Qustion about SFT - Githubissues

mit-han-lab / llm-awq

[MLSys 2024 Best Paper Award] AWQ: Activation-aware Weight Quantization for LLM Compression and Acceleration

MIT License

2.29k stars 172 forks source link

Qustion about SFT #112

Open ccccj opened 9 months ago

ccccj commented 9 months ago

Hello, I have a model of llama that has been fine-tuned using my own dataset. Is it possible for me to compress the fine-tuned llama model and will the accuracy drop due to my fine-tuning?

ccccj commented 9 months ago

I mean, is it possible that I perform AWQ search again and will get better performance?

Hongbosherlock commented 9 months ago

I mean, is it possible that I perform AWQ search again and will get better performance?

hi, I have similar issue. Do you have any progress?

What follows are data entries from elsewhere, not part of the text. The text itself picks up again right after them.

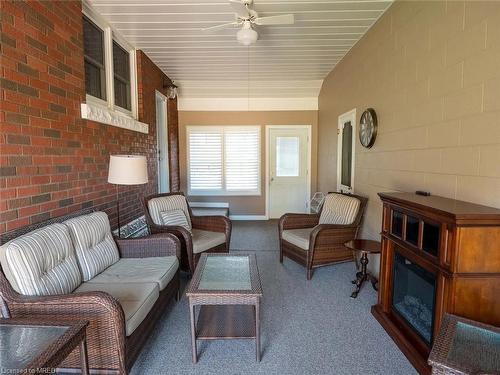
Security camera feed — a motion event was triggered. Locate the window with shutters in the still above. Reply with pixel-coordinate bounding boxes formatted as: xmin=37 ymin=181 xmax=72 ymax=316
xmin=83 ymin=8 xmax=137 ymax=118
xmin=187 ymin=126 xmax=261 ymax=196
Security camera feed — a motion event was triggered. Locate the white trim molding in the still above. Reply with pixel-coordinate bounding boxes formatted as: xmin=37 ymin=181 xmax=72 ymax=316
xmin=81 ymin=103 xmax=149 ymax=134
xmin=188 ymin=202 xmax=229 ymax=208
xmin=229 ymin=215 xmax=268 ymax=221
xmin=178 ymin=96 xmax=318 ymax=112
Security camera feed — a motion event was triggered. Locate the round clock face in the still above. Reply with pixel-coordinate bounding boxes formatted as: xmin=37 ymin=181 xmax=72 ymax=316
xmin=359 ymin=108 xmax=377 ymax=148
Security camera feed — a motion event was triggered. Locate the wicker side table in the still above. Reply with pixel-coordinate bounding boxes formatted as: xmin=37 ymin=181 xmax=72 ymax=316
xmin=186 ymin=253 xmax=262 ymax=363
xmin=428 ymin=314 xmax=500 ymax=375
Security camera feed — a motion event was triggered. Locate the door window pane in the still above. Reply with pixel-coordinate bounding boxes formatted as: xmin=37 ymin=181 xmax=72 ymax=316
xmin=113 ymin=41 xmax=131 ymax=110
xmin=340 ymin=121 xmax=352 ymax=187
xmin=276 ymin=137 xmax=300 ymax=177
xmin=83 ymin=16 xmax=106 ymax=100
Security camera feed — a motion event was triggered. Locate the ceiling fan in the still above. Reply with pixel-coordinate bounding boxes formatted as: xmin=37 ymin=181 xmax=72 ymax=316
xmin=202 ymin=0 xmax=295 ymax=46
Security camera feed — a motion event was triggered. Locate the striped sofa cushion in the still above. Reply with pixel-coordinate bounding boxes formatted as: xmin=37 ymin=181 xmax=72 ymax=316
xmin=319 ymin=193 xmax=361 ymax=225
xmin=64 ymin=212 xmax=120 ymax=281
xmin=0 ymin=224 xmax=82 ymax=296
xmin=160 ymin=210 xmax=191 ymax=233
xmin=148 ymin=195 xmax=191 ymax=227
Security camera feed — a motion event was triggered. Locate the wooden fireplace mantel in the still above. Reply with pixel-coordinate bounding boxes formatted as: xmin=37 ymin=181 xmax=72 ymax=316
xmin=372 ymin=193 xmax=500 ymax=374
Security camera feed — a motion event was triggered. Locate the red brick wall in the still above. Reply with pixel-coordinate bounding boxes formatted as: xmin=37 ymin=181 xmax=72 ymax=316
xmin=0 ymin=0 xmax=178 ymax=233
xmin=137 ymin=51 xmax=180 ymax=191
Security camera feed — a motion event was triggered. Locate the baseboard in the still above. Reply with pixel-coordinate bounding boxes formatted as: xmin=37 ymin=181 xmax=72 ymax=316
xmin=229 ymin=215 xmax=268 ymax=220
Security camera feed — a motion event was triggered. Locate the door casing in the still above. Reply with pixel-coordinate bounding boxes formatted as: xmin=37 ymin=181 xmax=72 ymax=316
xmin=265 ymin=125 xmax=312 ymax=219
xmin=155 ymin=91 xmax=170 ymax=193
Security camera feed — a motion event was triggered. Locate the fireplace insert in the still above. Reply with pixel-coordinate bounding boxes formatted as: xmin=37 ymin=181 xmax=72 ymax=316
xmin=392 ymin=251 xmax=436 ymax=346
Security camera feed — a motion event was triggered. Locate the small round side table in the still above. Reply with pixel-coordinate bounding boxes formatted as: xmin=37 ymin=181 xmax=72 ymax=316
xmin=344 ymin=240 xmax=380 ymax=298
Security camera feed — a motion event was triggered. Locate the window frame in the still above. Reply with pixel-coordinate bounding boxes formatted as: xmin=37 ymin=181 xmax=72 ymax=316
xmin=82 ymin=1 xmax=138 ymax=120
xmin=186 ymin=125 xmax=262 ymax=197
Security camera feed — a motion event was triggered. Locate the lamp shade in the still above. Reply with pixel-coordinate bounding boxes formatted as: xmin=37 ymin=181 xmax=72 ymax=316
xmin=108 ymin=155 xmax=148 ymax=185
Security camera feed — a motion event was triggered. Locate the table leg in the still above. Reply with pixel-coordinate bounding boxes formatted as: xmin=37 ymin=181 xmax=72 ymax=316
xmin=351 ymin=251 xmax=368 ymax=298
xmin=189 ymin=303 xmax=198 ymax=363
xmin=255 ymin=301 xmax=260 ymax=362
xmin=80 ymin=337 xmax=89 ymax=375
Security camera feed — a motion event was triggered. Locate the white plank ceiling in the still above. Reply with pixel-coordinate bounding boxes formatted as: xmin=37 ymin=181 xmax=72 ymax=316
xmin=89 ymin=0 xmax=392 ymax=103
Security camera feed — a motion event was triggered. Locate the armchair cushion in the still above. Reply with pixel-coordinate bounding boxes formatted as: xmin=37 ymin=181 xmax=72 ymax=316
xmin=88 ymin=256 xmax=179 ymax=290
xmin=148 ymin=195 xmax=191 ymax=227
xmin=160 ymin=209 xmax=192 ymax=233
xmin=0 ymin=224 xmax=82 ymax=296
xmin=319 ymin=193 xmax=361 ymax=225
xmin=193 ymin=229 xmax=226 ymax=254
xmin=64 ymin=212 xmax=120 ymax=281
xmin=75 ymin=282 xmax=160 ymax=336
xmin=281 ymin=227 xmax=314 ymax=250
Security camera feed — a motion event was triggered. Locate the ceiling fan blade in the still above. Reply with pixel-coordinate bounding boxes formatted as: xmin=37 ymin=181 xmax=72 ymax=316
xmin=229 ymin=0 xmax=250 ymax=19
xmin=254 ymin=14 xmax=295 ymax=25
xmin=201 ymin=22 xmax=238 ymax=31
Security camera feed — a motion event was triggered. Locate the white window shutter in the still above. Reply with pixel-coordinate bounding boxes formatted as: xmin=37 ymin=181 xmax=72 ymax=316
xmin=188 ymin=129 xmax=223 ymax=192
xmin=224 ymin=126 xmax=260 ymax=194
xmin=187 ymin=126 xmax=261 ymax=195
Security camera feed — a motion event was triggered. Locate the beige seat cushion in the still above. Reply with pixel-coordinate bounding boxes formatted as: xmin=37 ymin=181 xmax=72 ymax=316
xmin=74 ymin=282 xmax=160 ymax=336
xmin=88 ymin=256 xmax=179 ymax=290
xmin=319 ymin=193 xmax=361 ymax=225
xmin=64 ymin=212 xmax=120 ymax=281
xmin=0 ymin=224 xmax=82 ymax=296
xmin=193 ymin=229 xmax=226 ymax=254
xmin=281 ymin=227 xmax=314 ymax=250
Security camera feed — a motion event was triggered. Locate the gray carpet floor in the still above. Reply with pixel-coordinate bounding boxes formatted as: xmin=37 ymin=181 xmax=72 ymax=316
xmin=131 ymin=221 xmax=416 ymax=375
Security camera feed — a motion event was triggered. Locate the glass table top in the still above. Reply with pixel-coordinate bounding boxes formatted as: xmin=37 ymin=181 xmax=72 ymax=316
xmin=198 ymin=255 xmax=252 ymax=290
xmin=447 ymin=322 xmax=500 ymax=373
xmin=0 ymin=324 xmax=69 ymax=374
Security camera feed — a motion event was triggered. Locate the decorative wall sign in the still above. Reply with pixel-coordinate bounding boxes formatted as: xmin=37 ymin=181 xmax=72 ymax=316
xmin=81 ymin=103 xmax=149 ymax=134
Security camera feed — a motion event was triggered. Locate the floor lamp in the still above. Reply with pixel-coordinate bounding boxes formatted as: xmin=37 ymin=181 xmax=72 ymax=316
xmin=108 ymin=155 xmax=148 ymax=237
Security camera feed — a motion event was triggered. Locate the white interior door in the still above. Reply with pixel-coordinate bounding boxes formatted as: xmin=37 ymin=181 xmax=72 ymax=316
xmin=337 ymin=109 xmax=356 ymax=194
xmin=268 ymin=128 xmax=310 ymax=219
xmin=156 ymin=91 xmax=170 ymax=193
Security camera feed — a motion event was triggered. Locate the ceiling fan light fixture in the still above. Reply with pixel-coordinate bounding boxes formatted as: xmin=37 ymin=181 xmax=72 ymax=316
xmin=236 ymin=26 xmax=259 ymax=46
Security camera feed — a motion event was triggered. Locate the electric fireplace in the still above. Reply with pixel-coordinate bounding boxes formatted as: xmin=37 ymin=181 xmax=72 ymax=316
xmin=372 ymin=193 xmax=500 ymax=375
xmin=392 ymin=252 xmax=436 ymax=345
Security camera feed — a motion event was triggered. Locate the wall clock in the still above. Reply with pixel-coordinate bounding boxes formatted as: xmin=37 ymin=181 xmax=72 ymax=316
xmin=359 ymin=108 xmax=378 ymax=148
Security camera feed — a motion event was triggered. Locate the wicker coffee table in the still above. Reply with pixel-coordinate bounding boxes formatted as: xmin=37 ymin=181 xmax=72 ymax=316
xmin=186 ymin=253 xmax=262 ymax=363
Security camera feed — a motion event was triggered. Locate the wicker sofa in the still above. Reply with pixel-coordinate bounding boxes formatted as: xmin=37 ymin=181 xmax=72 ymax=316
xmin=0 ymin=212 xmax=180 ymax=374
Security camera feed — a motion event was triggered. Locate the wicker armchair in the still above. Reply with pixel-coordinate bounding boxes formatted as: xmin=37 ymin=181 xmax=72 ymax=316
xmin=0 ymin=210 xmax=180 ymax=374
xmin=143 ymin=192 xmax=231 ymax=274
xmin=279 ymin=193 xmax=367 ymax=280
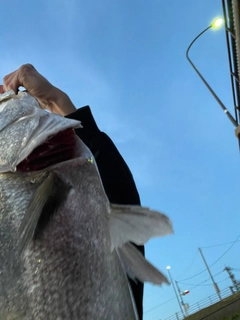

ccccj commented 9 months ago

Hello, I have a model of llama that has been fine-tuned using my own dataset. Is it possible for me to compress the fine-tuned llama model and will the accuracy drop due to my fine-tuning?

No, I used another method of compressing the model(SpQR), so I didn't use this one

Hongbosherlock commented 9 months ago

Hello, I have a model of llama that has been fine-tuned using my own dataset. Is it possible for me to compress the fine-tuned llama model and will the accuracy drop due to my fine-tuning?

No, I used another method of compressing the model(SpQR), so I didn't use this one

Did SpQR achieve good results ? btw, I heard that SpQR doesn't have the corresponding CUDA kernel implemented.

ccccj commented 9 months ago

Hello, I have a model of llama that has been fine-tuned using my own dataset. Is it possible for me to compress the fine-tuned llama model and will the accuracy drop due to my fine-tuning?

No, I used another method of compressing the model(SpQR), so I didn't use this one

Did SpQR achieve good results ? btw, I heard that SpQR doesn't have the corresponding CUDA kernel implemented.

spqr looks ok from the score (my application scenario doesn't require the implementation of a cuda kernel). Maybe we can communicate by e-mail or WeChat.

Hongbosherlock commented 9 months ago

Hello, I have a model of llama that has been fine-tuned using my own dataset. Is it possible for me to compress the fine-tuned llama model and will the accuracy drop due to my fine-tuning?

No, I used another method of compressing the model(SpQR), so I didn't use this one

Did SpQR achieve good results ? btw, I heard that SpQR doesn't have the corresponding CUDA kernel implemented.

spqr looks ok from the score (my application scenario doesn't require the implementation of a cuda kernel). Maybe we can communicate by e-mail or WeChat.

Sure, My WeChat is all lowercase words of my github nickname.